The doctor nodded absently. “I don’t see your Minotaur.”
“No.” Kearns sighed. “He escapes my clutches once again. But I’m not finished with him yet. Before this is over, I shall have his head mounted on my study wall, I can assure you of that!”
There followed a lengthy debate between the monstrumolo-gist and Kearns about what we should do next. We were all exhausted and desperately in need of sleep, but Kearns insisted we should quit the scene immediately. He knew of at least one more troop of “rotters” in the general vicinity, and he worried our luck—or our ammunition—might run out. Warthrop reminded Kearns that he had called it “the perfect spot,” and the monstrumologist said it was better to lay a trap than risk an ambush.
“There is a cave higher up, about a mile from here,” Kearns allowed. “I suppose we could make for that. But it’s really best to keep their hours—sleep during the day and hunt at night.”
“I understand,” Warthrop said. “But we won’t make much of the latter if we don’t get some of the former! Here, Will Henry, I’ll take the child now. Fetch our pack and my instrument case. Kearns and I will take the lead; Will Henry and Awaale in the rear. Quietly now, and quickly.”

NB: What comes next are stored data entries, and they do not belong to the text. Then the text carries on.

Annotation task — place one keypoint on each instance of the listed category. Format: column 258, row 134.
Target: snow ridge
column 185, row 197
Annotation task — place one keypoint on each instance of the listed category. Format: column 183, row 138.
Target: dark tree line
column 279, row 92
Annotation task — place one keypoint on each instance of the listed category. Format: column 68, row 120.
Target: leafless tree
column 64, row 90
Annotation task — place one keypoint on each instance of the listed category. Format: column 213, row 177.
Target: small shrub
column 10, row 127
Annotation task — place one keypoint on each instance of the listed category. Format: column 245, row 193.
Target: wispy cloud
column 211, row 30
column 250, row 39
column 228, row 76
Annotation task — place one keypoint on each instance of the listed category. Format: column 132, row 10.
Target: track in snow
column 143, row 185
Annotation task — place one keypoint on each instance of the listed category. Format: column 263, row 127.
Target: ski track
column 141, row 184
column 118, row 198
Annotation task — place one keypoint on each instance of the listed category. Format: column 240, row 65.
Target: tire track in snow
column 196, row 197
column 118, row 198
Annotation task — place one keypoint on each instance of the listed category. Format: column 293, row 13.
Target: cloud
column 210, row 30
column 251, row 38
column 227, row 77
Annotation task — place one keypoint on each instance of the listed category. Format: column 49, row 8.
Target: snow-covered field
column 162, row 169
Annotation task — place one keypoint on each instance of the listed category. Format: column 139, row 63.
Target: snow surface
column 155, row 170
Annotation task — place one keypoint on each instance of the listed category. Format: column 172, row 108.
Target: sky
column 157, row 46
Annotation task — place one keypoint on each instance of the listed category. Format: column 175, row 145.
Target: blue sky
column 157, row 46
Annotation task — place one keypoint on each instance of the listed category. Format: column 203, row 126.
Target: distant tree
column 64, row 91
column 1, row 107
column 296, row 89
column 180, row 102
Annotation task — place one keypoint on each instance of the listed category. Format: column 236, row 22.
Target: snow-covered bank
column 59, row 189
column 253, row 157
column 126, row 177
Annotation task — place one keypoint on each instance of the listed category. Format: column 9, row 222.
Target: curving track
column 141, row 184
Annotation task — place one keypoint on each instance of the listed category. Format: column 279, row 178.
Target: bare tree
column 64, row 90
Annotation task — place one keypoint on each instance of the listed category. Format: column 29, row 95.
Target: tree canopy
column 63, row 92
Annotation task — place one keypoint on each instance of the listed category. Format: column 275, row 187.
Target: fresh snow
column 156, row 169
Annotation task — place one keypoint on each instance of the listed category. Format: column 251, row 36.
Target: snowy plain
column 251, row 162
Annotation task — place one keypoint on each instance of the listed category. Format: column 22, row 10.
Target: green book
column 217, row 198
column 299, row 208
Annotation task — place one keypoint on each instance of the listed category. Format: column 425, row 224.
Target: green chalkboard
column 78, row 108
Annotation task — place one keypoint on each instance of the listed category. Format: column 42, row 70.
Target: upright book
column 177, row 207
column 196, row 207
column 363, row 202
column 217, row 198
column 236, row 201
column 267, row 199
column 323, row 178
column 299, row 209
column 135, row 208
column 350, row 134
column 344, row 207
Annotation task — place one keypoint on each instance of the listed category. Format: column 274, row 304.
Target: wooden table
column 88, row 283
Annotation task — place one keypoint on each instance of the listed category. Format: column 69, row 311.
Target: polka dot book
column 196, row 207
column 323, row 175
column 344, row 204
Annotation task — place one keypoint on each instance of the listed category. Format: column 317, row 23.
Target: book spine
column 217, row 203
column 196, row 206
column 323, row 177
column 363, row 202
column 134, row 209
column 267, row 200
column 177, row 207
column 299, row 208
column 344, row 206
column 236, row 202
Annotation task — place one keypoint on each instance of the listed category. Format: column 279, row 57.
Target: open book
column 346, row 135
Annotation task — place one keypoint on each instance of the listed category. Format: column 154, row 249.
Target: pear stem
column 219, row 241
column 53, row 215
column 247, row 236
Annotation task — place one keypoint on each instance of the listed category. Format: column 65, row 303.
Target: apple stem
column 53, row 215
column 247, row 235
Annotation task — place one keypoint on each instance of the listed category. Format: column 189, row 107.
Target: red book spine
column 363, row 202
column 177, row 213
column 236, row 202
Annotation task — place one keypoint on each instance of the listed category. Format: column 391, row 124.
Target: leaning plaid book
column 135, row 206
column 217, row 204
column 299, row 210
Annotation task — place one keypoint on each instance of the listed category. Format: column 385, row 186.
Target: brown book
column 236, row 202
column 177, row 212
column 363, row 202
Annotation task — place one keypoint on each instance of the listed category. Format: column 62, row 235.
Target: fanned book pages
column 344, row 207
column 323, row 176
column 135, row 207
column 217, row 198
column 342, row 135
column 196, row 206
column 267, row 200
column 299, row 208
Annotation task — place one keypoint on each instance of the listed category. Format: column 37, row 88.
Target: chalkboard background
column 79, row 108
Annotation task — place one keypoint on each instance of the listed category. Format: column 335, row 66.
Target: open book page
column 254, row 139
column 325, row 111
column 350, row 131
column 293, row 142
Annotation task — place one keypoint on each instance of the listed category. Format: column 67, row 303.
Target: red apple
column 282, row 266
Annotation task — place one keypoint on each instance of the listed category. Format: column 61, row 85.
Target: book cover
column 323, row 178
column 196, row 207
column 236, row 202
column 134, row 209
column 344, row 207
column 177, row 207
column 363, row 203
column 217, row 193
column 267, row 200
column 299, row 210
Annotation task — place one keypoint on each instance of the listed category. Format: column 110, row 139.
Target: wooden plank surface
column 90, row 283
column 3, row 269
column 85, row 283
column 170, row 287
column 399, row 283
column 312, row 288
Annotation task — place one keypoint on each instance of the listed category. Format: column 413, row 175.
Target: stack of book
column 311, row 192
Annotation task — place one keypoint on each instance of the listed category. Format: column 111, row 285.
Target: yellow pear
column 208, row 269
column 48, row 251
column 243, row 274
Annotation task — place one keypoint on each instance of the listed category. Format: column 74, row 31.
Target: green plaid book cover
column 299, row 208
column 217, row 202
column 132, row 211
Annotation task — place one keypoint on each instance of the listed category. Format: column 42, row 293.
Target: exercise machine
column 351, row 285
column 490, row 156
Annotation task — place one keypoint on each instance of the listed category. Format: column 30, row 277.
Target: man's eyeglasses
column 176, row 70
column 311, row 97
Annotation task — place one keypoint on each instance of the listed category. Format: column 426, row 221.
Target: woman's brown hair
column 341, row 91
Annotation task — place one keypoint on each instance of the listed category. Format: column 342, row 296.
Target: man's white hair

And that is how we proceeded deeper into the heart of the mountains. The way was not easy, littered with rocks—some as large as a brougham carriage—riven with deep fissures, at times so narrow we were forced to turn sideways and shuffle with our backs against the sheer cliff face while our toes dangled over the crumbly edge a thousand feet above the jagged ground. The air grew thin and cold. The wind pressed down from above and bit harshly at our cheeks. I felt my face grow numb.
“There is an old saying in my country, walaalo,” Awaale said at one point. “‘Do not walk into the snake pit with your eyes open.’ I used to puzzle over that proverb. No more!” He laughed softly. “Do you think this viper Kearns may have been sent by God?”
The notion was so absurd, I laughed in spite of myself. “What are you talking about?” I asked.
“The child! Kearns chases him down to where we are, and now I am to bring him safely back to his people.”
“Except he said those people would kill him.”